Orzeczenie Sądu Najwyższego według Tamakiego unieważnia niezależną decyzję władz samorządowych i może lekceważyć konstytucyjne prawo do lokalnej autonomii. Tamaki ubolewa, że wymiar sprawiedliwości jego kraju nie liczy się z wolą własnym obywateli.

Zgodnie z orzeczeniem japońskiego wymiaru sprawiedliwości gubernator Okinawy zobowiązany jest do akceptacji wniosku o zmianę lokalizacji bazy Futenma. Ten nie ma jednak zamiaru tego czynić i zapowiada walkę na forum Rady Praw Człowieka Organizacji Narodów Zjednoczonych.

W piątek 8 września bieżącego roku gubernator Okinawy poinformował, że weźmie udział w  spotkaniu ONZ w Genewie, aby wytłumaczyć społeczności międzynarodowej, dlaczego sprzeciwia się relokacji bazy Futenma do nowego stanowiska. Tamaki przebywać będzie w tym szwajcarskim mieście w dniach 18-21 września. Jak informuje serwis nippon.com Tamaki będzie podkreślał fakt, że Okinawa stanowi 0,6% powierzchni państwa japońskiego, jednak znajduje się tam 70,3% wszystkich amerykańskich instalacji militarnych, które gości jego kraj. I dzieje się to ponad pół wieku po tym jak oficjalnie zakończyła się amerykańska okupacja Okinawy. Tamaki stwierdził, że „ważne jest, aby zaapelować do szerokiego grona ludzi i poinformować o tym, jak absurdalna sytuacja ma miejsce na Okinawie i jak prefektura staje w obliczu nierówności w zakresie przestrzegania praw człowieka”.

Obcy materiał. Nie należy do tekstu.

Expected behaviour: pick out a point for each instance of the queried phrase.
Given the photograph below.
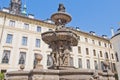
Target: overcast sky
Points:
(89, 15)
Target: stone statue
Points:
(61, 8)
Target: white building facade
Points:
(115, 40)
(20, 41)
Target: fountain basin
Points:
(52, 36)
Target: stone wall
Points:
(73, 74)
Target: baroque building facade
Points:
(115, 40)
(20, 41)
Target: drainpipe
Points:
(2, 29)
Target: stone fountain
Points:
(60, 41)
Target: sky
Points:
(89, 15)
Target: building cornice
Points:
(89, 35)
(26, 19)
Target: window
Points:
(79, 49)
(88, 64)
(9, 38)
(37, 43)
(26, 26)
(78, 37)
(50, 29)
(114, 67)
(49, 60)
(116, 55)
(24, 41)
(94, 52)
(87, 51)
(112, 56)
(102, 65)
(105, 44)
(86, 40)
(22, 57)
(99, 43)
(79, 62)
(6, 56)
(38, 29)
(110, 46)
(12, 23)
(93, 41)
(106, 55)
(71, 61)
(35, 60)
(96, 65)
(100, 53)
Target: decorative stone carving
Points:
(61, 8)
(22, 67)
(38, 65)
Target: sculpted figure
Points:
(61, 8)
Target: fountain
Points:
(60, 41)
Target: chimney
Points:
(112, 31)
(92, 33)
(31, 16)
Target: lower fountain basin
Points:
(52, 36)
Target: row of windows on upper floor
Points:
(107, 56)
(112, 66)
(37, 44)
(100, 43)
(26, 26)
(24, 40)
(22, 60)
(38, 29)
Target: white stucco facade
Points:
(116, 44)
(86, 40)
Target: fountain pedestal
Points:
(60, 41)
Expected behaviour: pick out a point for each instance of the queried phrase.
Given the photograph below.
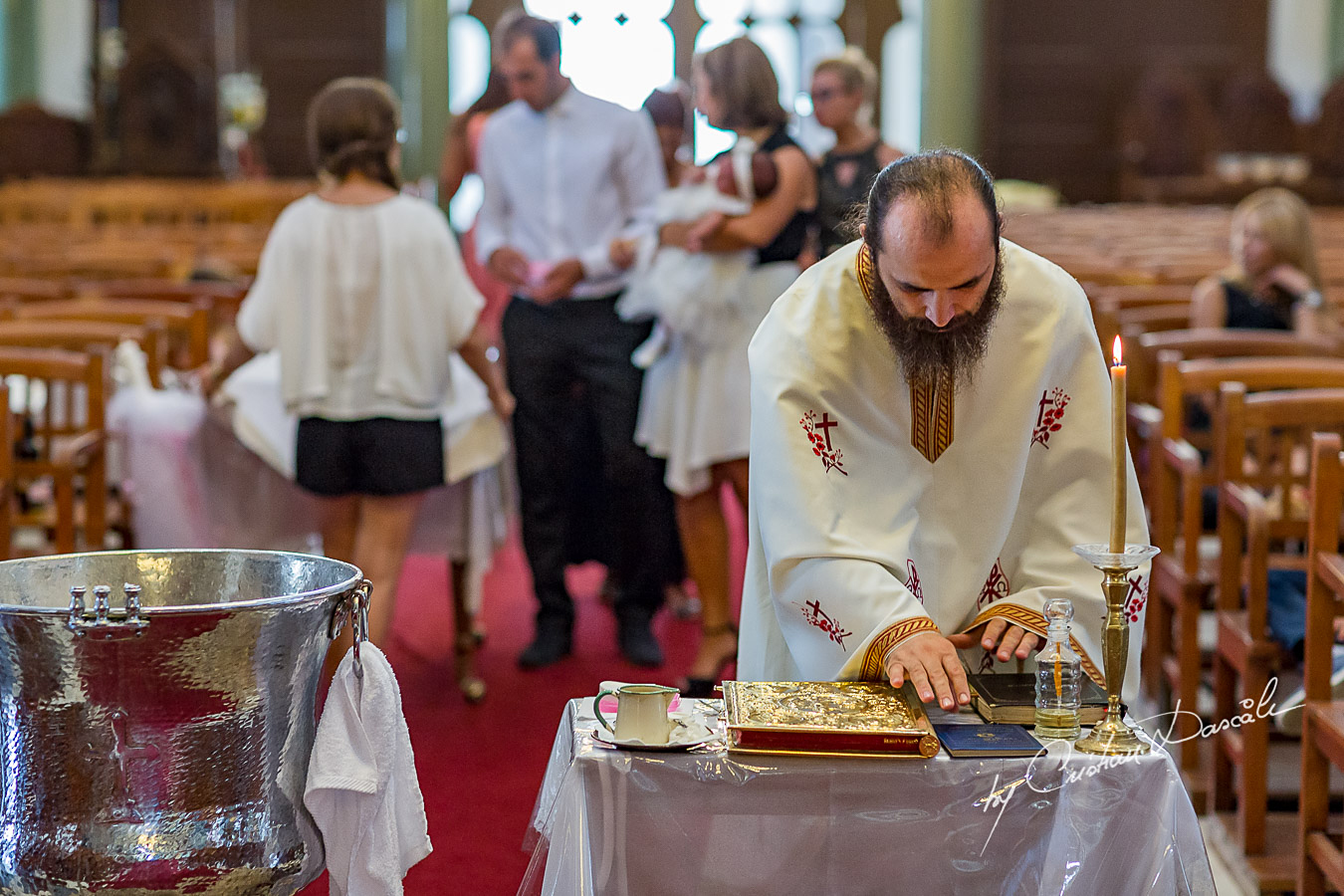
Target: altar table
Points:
(615, 822)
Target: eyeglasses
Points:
(826, 95)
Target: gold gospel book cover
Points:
(826, 718)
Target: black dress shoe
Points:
(637, 642)
(550, 645)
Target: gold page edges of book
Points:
(826, 718)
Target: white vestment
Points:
(857, 541)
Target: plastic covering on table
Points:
(223, 477)
(611, 822)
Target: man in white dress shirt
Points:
(566, 173)
(930, 437)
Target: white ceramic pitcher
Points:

Sesja Rady Praw Człowieka ONZ, w której weźmie udział Tamaki będzie dotyczyć tak porządku międzynarodowego jak i substancji toksycznych. Warto zatrzymać się przy tej drugiej kwestii.

W kwietniu 2020 roku z bazy lotniczej Futenma 60 000 galonów piany gaśniczej wydostało się do gleby. Piana ta zawierała substancje per- i polifluoroalkilowe (PFAS), nazywane także „wiecznymi chemikaliami”. Dwa lata później testy wody na Okinawie wykazały 42-krotne przekroczenie dopuszczalnego stężenia PFAS. Zanieczyszczenie to dotknęło ujęć wody, z których korzysta około 450 000 osób, tj. około 33% całkowitej populacji wyspy. Incydent ten tak rozwścieczył rdzennych mieszkańców Okinawy – Riukian – że postanowili oni w kwietniu 2023 roku podnieść temat na forum ONZ ds. rdzennej ludności. Wezwali oni wówczas do wstrzymania budowy bazy Korpusu Piechoty Morskiej w Henoko, ujawnienia wyników testów wojskowych dotyczących stężenia chemikaliów w wodach gruntowych oraz zamknięcia wszystkich 32 baz wojskowych Pentagonu, znajdujących się na Okinawie.  Podnieśli także postulat uznania ich jako rdzennej ludności, na co rząd japoński, pomimo zaleceń ONZ, zgody nie wyraża.

Rdzenni mieszkańcy Okinawy od dawna walczą z amerykańską obecnością wojskową. Pomimo tego ich sprzeciw rozbija się o mury amerykańskich instalacji militarnych. Ich głównymi zmartwieniami jest zanieczyszczenie wody powodowane przez amerykańskie siły zbrojne, a także hałas, erozja gleby oraz znikanie całych połaci lasów. Wróćmy jednak do kwestii skażenia ujęć wody związkami PFAS w 2020 roku.

10 lipca 2022 roku, a więc nieco ponad rok temu w Ginowan na Okinawie wśród japońskich mieszkańców wyspy pobrano próbki krwi w imieniu grupy aktywistów i lekarzy znanej jako Liaison to Protect the Lives of Citizens Against PFAS Contamination (Porozumienie na rzecz ochrony życia przed skażeniem związkami PFAS). Próbki pobrane od 387 mieszkańców wyspy, którzy mieszkają w pobliżu baz wojskowych Pentagonu, wykazały, że w krwi Okinawczyków znajdowały się związki PFAS: PFOS, PFOA oraz PFHxS w stężeniu wynoszącym 25 nanogramów na mililitr. Amerykańska Akademia Narodowa ostrzega, że stężenie 7 związków PFAS: PFOS, PFOA,  PFHxS,  PFNA, PFDA, PFUnDA, and MeFOSAA, przekraczające 2 nanogramy na mililitr krwi powodować może zwiększone ryzyko niekorzystnego wpływu na zdrowie. Na Okinawie przetestowano jedynie trzy związki PFAS. Gdyby poddano badaniu wszystkie siedem, wynik najprawdopodobniej byłby jeszcze bardziej niekorzystny.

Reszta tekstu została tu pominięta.